Recently, SOAR has also been explored to endow artificial agents with some functional consciousness capacities: self-attention modelling, monitoring of one's own goals, detection of impasses (situations where there is no progress and meta-cognitive reflection is required), generation of explanations about one's own behaviour. These capacities resemble some functional aspects of human consciousness (directed attention, metacognition, self-observation), although there is no consensus on whether they produce real phenomenal consciousness.
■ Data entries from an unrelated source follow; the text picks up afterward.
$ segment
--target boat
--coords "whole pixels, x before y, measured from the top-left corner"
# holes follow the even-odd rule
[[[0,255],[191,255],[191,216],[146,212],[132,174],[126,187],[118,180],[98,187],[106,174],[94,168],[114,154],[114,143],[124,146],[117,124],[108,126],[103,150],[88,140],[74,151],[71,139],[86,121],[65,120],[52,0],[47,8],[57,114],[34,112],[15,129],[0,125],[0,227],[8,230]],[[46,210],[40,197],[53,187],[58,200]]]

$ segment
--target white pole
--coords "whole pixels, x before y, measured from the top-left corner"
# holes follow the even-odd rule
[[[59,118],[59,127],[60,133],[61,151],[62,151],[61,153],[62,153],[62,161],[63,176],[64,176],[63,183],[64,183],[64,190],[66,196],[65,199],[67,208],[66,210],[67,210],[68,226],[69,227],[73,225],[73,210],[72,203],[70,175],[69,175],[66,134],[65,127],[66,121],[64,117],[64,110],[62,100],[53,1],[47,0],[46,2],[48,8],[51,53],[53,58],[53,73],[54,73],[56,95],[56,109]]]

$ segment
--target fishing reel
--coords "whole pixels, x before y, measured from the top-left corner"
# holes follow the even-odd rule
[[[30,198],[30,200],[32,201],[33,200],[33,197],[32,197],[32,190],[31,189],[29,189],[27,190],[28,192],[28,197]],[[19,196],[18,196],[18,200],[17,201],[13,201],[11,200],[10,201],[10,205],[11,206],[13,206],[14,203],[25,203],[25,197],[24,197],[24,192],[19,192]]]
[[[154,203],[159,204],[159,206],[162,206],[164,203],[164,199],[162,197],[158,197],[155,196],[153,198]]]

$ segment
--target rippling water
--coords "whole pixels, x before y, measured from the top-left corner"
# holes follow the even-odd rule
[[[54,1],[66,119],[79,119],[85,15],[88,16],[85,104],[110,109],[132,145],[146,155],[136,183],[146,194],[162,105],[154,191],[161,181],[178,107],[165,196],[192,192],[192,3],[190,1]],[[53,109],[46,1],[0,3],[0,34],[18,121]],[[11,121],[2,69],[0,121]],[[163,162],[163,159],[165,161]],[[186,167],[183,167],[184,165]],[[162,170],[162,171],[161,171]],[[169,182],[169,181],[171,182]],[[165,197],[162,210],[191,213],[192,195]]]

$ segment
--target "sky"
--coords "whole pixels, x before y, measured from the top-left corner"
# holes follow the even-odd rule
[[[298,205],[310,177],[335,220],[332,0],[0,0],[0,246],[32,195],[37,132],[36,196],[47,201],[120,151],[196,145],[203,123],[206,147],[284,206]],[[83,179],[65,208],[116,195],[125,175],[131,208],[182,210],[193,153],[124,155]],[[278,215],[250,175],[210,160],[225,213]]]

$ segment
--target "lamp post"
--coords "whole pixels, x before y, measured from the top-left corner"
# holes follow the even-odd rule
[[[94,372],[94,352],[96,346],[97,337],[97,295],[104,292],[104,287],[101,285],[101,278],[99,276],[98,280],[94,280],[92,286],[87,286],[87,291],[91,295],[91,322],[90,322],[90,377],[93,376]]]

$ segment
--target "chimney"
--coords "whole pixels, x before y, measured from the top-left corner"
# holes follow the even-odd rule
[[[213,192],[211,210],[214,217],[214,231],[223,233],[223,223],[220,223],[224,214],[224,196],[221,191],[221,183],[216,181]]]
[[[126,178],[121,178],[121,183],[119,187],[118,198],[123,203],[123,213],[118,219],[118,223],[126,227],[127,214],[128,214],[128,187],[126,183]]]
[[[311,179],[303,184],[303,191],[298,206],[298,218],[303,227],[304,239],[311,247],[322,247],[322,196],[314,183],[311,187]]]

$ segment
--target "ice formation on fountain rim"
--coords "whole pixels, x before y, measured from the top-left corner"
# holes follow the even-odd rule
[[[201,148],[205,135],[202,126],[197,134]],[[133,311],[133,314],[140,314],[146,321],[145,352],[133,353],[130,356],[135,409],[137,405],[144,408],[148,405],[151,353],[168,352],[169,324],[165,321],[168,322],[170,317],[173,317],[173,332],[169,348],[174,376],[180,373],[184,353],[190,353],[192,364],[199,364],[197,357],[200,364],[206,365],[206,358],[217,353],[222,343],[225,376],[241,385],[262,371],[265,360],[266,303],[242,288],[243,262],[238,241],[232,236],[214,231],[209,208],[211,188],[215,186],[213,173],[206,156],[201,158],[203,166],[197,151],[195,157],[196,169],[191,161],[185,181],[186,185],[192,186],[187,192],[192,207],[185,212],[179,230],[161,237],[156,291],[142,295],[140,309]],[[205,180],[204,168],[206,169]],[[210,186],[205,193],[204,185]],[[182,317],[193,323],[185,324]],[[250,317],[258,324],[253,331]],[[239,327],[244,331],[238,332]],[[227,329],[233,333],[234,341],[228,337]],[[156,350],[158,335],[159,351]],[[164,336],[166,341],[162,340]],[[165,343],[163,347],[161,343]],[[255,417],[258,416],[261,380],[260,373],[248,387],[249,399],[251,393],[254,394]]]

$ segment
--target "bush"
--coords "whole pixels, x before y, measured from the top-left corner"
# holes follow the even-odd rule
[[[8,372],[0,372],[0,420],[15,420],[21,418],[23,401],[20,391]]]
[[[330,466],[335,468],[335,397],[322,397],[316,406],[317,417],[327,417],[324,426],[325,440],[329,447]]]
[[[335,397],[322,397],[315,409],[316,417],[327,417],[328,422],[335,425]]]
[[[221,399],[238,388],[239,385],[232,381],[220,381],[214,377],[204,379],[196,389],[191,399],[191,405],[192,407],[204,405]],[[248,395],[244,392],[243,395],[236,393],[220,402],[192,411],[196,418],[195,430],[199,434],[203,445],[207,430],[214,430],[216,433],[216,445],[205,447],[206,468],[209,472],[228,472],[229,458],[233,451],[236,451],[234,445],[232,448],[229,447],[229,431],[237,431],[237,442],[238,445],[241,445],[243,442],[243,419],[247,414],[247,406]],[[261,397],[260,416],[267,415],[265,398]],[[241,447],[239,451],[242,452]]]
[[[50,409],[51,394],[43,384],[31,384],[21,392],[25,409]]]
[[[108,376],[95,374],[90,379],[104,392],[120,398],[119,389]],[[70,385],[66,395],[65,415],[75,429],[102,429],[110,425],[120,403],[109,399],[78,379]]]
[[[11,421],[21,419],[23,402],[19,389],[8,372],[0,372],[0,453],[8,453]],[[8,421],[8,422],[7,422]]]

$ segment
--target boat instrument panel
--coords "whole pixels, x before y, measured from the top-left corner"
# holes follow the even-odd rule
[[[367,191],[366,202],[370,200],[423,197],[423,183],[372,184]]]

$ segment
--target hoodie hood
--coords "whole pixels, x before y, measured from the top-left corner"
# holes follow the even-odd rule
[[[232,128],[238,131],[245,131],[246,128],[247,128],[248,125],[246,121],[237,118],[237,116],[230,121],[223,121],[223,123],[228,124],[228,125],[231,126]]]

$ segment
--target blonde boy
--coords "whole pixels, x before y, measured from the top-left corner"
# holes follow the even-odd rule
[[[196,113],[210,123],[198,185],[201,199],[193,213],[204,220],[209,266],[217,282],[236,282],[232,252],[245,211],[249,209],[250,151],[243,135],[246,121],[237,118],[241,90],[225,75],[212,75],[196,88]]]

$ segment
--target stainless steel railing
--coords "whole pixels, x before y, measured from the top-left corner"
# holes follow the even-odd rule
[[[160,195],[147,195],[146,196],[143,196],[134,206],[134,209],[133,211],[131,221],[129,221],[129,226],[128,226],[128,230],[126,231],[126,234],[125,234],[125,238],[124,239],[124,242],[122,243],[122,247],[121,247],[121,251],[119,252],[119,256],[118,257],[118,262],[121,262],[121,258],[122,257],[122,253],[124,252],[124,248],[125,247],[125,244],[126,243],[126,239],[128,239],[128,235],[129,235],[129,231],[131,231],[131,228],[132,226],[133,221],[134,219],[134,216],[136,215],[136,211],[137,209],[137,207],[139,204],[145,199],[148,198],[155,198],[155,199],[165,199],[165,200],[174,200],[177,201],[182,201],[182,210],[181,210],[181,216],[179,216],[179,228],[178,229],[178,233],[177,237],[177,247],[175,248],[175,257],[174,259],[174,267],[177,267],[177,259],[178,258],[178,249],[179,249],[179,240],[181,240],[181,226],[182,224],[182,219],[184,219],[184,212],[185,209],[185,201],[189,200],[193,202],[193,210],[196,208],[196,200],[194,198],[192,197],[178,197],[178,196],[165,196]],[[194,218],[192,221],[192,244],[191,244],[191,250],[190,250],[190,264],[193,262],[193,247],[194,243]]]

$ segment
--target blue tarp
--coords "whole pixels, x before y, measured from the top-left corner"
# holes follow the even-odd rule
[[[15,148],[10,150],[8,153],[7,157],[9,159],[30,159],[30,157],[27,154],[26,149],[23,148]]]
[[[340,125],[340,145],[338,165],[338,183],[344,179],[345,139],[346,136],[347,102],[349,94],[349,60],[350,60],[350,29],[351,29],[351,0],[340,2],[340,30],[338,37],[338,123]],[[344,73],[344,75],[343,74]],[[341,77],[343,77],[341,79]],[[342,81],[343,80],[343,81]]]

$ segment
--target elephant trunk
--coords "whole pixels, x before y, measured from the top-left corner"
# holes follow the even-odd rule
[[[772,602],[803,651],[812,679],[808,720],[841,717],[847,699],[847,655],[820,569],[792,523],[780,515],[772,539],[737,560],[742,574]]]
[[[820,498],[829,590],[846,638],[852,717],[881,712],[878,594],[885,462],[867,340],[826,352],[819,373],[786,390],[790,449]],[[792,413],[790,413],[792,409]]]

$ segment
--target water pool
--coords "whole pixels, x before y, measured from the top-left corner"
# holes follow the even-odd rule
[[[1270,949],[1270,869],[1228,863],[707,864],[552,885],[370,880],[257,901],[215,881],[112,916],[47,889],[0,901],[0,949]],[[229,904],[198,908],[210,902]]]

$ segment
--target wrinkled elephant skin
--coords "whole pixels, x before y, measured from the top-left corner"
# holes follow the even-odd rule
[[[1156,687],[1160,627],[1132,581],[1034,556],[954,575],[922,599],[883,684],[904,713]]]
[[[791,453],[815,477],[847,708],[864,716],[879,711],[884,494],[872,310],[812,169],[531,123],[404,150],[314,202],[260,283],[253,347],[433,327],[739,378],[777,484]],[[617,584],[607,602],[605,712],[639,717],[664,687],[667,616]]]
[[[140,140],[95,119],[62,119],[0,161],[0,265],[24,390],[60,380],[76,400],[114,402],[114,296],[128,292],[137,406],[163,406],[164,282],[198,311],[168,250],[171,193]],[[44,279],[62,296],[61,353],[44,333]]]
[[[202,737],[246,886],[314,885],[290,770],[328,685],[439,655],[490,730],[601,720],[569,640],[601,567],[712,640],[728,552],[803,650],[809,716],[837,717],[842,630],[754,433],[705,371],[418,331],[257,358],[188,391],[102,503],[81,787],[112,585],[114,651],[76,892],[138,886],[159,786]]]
For the theory of consciousness, SOAR is a paradigmatic example of a cognitive architecture that attempts to capture general intelligence in computational terms. It is relevant for debating which functional aspects of the human mind a machine can reproduce, and also for identifying which aspects seem to escape the classical paradigm (phenomenal consciousness, lived emotions, genuine intentionality). SOAR and similar architectures (ACT-R, CLARION, LIDA, which we will see later) are useful platforms for testing concrete hypotheses about how human cognition works and what conscious AI might require. Although the field has evolved towards deep learning (very different from classical cognitivism in philosophy and methods), cognitive architectures remain relevant as possible syntheses between neuroscience, cognitive psychology and AI.

Strengths

  • Empirically productive unified architecture for decades.
  • Quantitative predictions about learning curves.
  • Increasing integration of emotional and episodic modules.
  • Computational analogue of the global workspace.
  • Foundation for research on functional consciousness in AI.

Main critiques

  • Excessively symbolic; difficulty with rich perception.
  • Chunking as the sole learning mechanism is limited.
  • Does not address the hard problem of consciousness.
  • Assumption of rational optimality in human decisions is questionable.